The cover illustration of the November 1928 issue of Science and Invention featured an experimenter operating one of the homemade television receivers, who was shown using a 125-hertz tuning fork to adjust the scanning wheel speed. Looking through the vibrating tuning fork, a stationary line pattern on the hub indicated when the wheel was spinning at 450 RPM. The proper speed is not the only requirement, as the receiver's disk must also match the angular position of the television station's scanner disk. (Most mechanical television stations used scanners instead of cameras to pick up the talent.) To make both disks align, the viewer pressed a button to adjust the receiving disk's speed.

With homemade sets, maintaining synchronization was a major concern. A receiver with a fan ("universal") motor required the viewer to manually synchronize picture reception. The scanner at the television studio used a synchronous motor. With the same type synchronous motor, the receiver is far easier to keep in step, which is made much easier if both the studio scanner and the home are running off power from the same AC power grid, for with synchronous motors on the same grid, receiver sync is automatic, and the user must then only frame the picture. The variable resistors (R6 and R7 in the construction schematic) controlled the motor speed. The switch boosted the speed of the disk to synchronize it with the camera. To achieve 7.5 image frames per second, the receiver's disk, being rotated by standard household fan motor, needed to spin at 450 rpm. An external, variable resistor controlled the motor speed.

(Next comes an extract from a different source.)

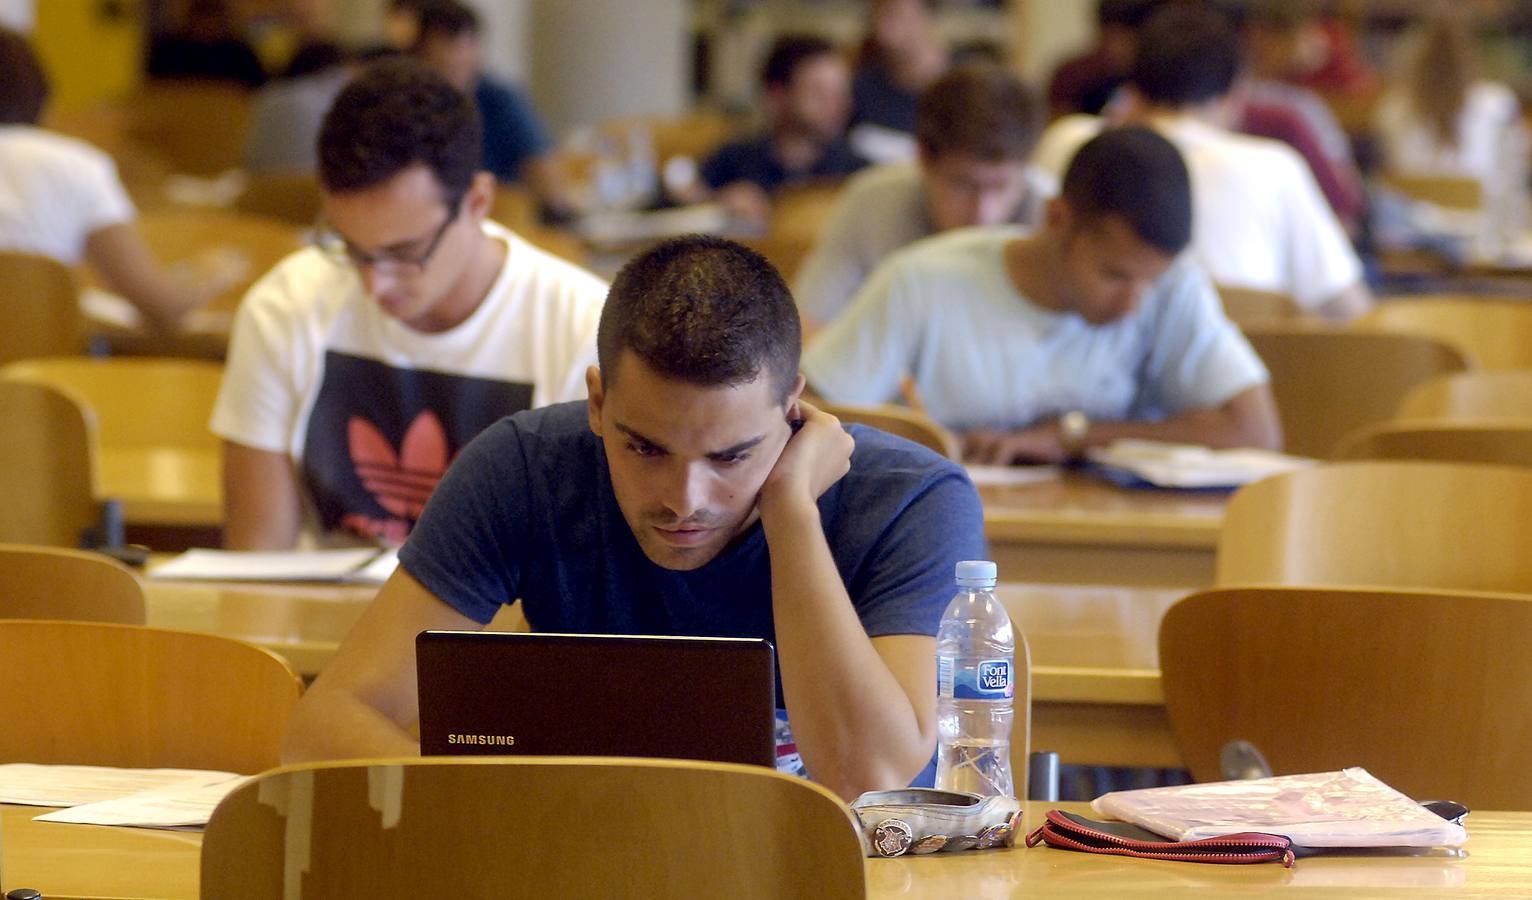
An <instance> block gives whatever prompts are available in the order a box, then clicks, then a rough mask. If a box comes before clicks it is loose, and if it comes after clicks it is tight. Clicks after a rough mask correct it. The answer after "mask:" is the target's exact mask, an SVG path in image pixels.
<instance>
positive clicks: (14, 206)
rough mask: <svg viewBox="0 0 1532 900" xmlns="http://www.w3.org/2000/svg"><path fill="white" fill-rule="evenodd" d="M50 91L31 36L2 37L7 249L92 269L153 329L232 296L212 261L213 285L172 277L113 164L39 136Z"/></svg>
mask: <svg viewBox="0 0 1532 900" xmlns="http://www.w3.org/2000/svg"><path fill="white" fill-rule="evenodd" d="M47 95H49V84H47V75H46V74H44V72H43V66H41V64H40V63H38V60H37V55H35V54H34V52H32V48H31V44H29V43H28V41H26V38H25V37H21V35H20V34H15V32H14V31H8V29H3V28H0V250H5V251H11V253H31V255H37V256H46V258H49V259H57V261H58V262H63V264H64V265H77V264H80V262H81V261H83V262H86V264H89V265H90V268H92V270H95V273H97V274H98V276H100V278H101V281H103V284H104V285H106V288H107V290H109V291H112V293H115V294H119V296H123V297H124V299H126V301H127V302H130V304H133V307H136V308H138V311H139V313H142V314H144V317H146V320H147V324H149V325H150V327H153V328H170V327H172V325H175V322H176V320H178V319H179V317H181V316H182V314H185V313H187V311H190V310H193V308H195V307H198V305H201V304H204V302H207V301H208V299H211V297H213V296H214V294H218V293H221V291H222V290H227V287H230V285H228V284H227V282H228V281H230V276H227V274H219V273H218V271H216V268H214V267H213V261H211V259H208V261H207V262H208V265H207V267H205V268H207V276H208V278H205V279H204V284H199V285H196V284H191V282H190V281H184V279H173V278H170V276H169V274H167V273H165V271H164V270H162V268H161V267H159V264H158V262H156V261H155V256H153V253H152V251H150V250H149V245H147V244H146V242H144V238H142V235H139V232H138V227H136V225H135V224H133V221H135V219H136V216H138V213H136V210H135V209H133V201H132V199H129V196H127V190H126V189H124V187H123V182H121V181H119V179H118V175H116V164H115V163H113V161H112V158H110V156H107V155H106V153H103V152H101V150H98V149H95V147H92V146H90V144H87V143H84V141H80V140H75V138H69V136H64V135H60V133H55V132H51V130H47V129H43V127H38V121H41V118H43V107H44V106H46V103H47Z"/></svg>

The Federal Radio Commission was concerned about television broadcasts on the AM radio band, and the possible interference with standard audio broadcasts. On November 2, 1928, the FRC limited television broadcast to shortwave stations above 1500 kHz. The broadcast would be limited to a 10 kHz bandwidth and for periods of not more than one hour per day. They were not allowed between 6 PM and 11 PM. The commission would review television broadcasting in January 1929.

== See also ==
- November 1928 Radio News article on first TV broadcast
- List of experimental television stations
- Mechanical television
- History of television

==Notes==
- In the 1920s, a listing of broadcast stations in a magazine or newspaper would use wavelength instead of frequency to specify a station's location on the radio dial. The advertising logo for WRNY shows both, 326 meters and 920 kilocycles. The public was slow to adopt the new "kilocycle" terminology because they could relate to wavelengths. A radio station's antenna was a one-half wavelength long wire between two masts. The unit kilocycle (kc.) was replaced by kilohertz (kHz) in the 1960s.